Warmup fails for embedding model
System Info
Command: docker compose up
OS Version: linux, ubuntu
Model: intfloat/multilingual-e5-large-instruct
docker compose file:
services:
infinity:
image: michaelf34/infinity:latest-cpu
command:
- v2
- --engine
- optimum
- --model-id
- intfloat/multilingual-e5-large-instruct
- --served-model-name
- keyword-classifier
- --port
- "5000"
ports:
- "5000:5000"
docker image digest: 2a464dcc06e6
Information
- [x] Docker + cli
- [ ] pip + cli
- [ ] pip + usage of Python interface
Tasks
- [ ] An officially supported CLI command
- [ ] My own modifications
Reproduction
Steps to reproduce:
- Start docker compose with the example file
Expected behaviour:
- Server starts and warmup is executed
Actucal behaviour: An error occurs: it seems like a too long input is sent to the model for warmup. It seems like that the input is not truncated. A possible fix could be to add truncation, or to make sure that the input is not too long.
The error:
infinity-1 | INFO 2025-04-29 08:24:13,721 infinity_emb INFO: Getting select_model.py:97
infinity-1 | timings for batch_size=32 and avg tokens per
infinity-1 | sentence=3
infinity-1 | 4.91 ms tokenization
infinity-1 | 97.51 ms inference
infinity-1 | 0.16 ms post-processing
infinity-1 | 102.59 ms total
infinity-1 | embeddings/sec: 311.93
infinity-1 | 2025-04-29 08:24:13.751459785 [E:onnxruntime:, sequential_executor.cc:516 ExecuteKernel] Non-zero status code returned while running Gather node. Name:'/0/auto_model/embeddings/position_embeddings/Gather' Status Message: indices element out of data bounds, idx=514 must be within the inclusive range [-514,513]

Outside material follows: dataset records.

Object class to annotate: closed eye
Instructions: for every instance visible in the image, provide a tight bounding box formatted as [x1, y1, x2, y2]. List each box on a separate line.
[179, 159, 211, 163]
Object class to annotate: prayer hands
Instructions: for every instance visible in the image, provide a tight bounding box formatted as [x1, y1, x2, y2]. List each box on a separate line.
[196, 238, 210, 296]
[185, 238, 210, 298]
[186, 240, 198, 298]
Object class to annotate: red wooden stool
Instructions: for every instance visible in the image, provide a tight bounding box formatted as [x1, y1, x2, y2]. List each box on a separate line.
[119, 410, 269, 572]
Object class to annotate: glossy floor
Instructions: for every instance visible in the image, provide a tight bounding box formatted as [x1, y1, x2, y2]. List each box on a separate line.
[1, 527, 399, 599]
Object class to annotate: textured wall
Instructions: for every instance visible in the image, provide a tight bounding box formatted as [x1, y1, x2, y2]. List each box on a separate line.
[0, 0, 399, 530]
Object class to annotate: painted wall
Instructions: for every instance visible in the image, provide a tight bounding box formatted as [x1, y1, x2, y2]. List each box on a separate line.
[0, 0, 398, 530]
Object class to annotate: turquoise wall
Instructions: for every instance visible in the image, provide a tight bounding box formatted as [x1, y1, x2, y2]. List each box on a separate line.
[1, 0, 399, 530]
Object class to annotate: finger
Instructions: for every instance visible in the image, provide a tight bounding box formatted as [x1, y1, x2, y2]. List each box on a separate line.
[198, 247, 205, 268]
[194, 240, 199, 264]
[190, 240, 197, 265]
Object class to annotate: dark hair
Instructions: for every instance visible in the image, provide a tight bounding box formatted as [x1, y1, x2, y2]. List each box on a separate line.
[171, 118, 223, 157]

infinity-1 | ERROR: Traceback (most recent call last):
infinity-1 | File "/app/.venv/lib/python3.10/site-packages/starlette/routing.py", line 693, in lifespan
infinity-1 | async with self.lifespan_context(app) as maybe_state:
infinity-1 | File "/usr/lib/python3.10/contextlib.py", line 199, in aenter
infinity-1 | return await anext(self.gen)
infinity-1 | File "/app/infinity_emb/infinity_server.py", line 88, in lifespan
infinity-1 | app.engine_array = AsyncEngineArray.from_args(engine_args_list) # type: ignore
infinity-1 | File "/app/infinity_emb/engine.py", line 306, in from_args
infinity-1 | return cls(engines=tuple(engines))
infinity-1 | File "/app/infinity_emb/engine.py", line 71, in from_args
infinity-1 | engine = cls(**engine_args.to_dict(), _show_deprecation_warning=False)
infinity-1 | File "/app/infinity_emb/engine.py", line 56, in init
infinity-1 | self._model_replicas, self._min_inference_t, self._max_inference_t = select_model(
infinity-1 | File "/app/infinity_emb/inference/select_model.py", line 99, in select_model
infinity-1 | loaded_engine.warmup(batch_size=engine_args.batch_size, n_tokens=512)
infinity-1 | File "/app/infinity_emb/transformer/abstract.py", line 93, in warmup
infinity-1 | return run_warmup(self, inp)
infinity-1 | File "/app/infinity_emb/transformer/abstract.py", line 233, in run_warmup
infinity-1 | embed = model.encode_core(feat)
infinity-1 | File "/app/infinity_emb/transformer/embedder/optimum.py", line 91, in encode_core
infinity-1 | outputs = self.model(**onnx_input)
infinity-1 | File "/app/.venv/lib/python3.10/site-packages/optimum/modeling_base.py", line 98, in call
infinity-1 | return self.forward(*args, **kwargs)
infinity-1 | File "/app/.venv/lib/python3.10/site-packages/optimum/onnxruntime/modeling_ort.py", line 1109, in forward
infinity-1 | onnx_outputs = self.model.run(None, onnx_inputs)
infinity-1 | File "/app/.venv/lib/python3.10/site-packages/onnxruntime/capi/onnxruntime_inference_collection.py", line 266, in run
infinity-1 | return self._sess.run(output_names, input_feed, run_options)
infinity-1 | onnxruntime.capi.onnxruntime_pybind11_state.InvalidArgument: [ONNXRuntimeError] : 2 : INVALID_ARGUMENT : Non-zero status code returned while running Gather node. Name:'/0/auto_model/embeddings/position_embeddings/Gather' Status Message: indices element out of data bounds, idx=514 must be within the inclusive range [-514,513]
infinity-1 |
infinity-1 | ERROR: Application startup failed. Exiting.
infinity-1 exited with code 3
Hi @molntamas ,
thanks for the detailed report. You can disable the warmup using the --no-model-warmup flag.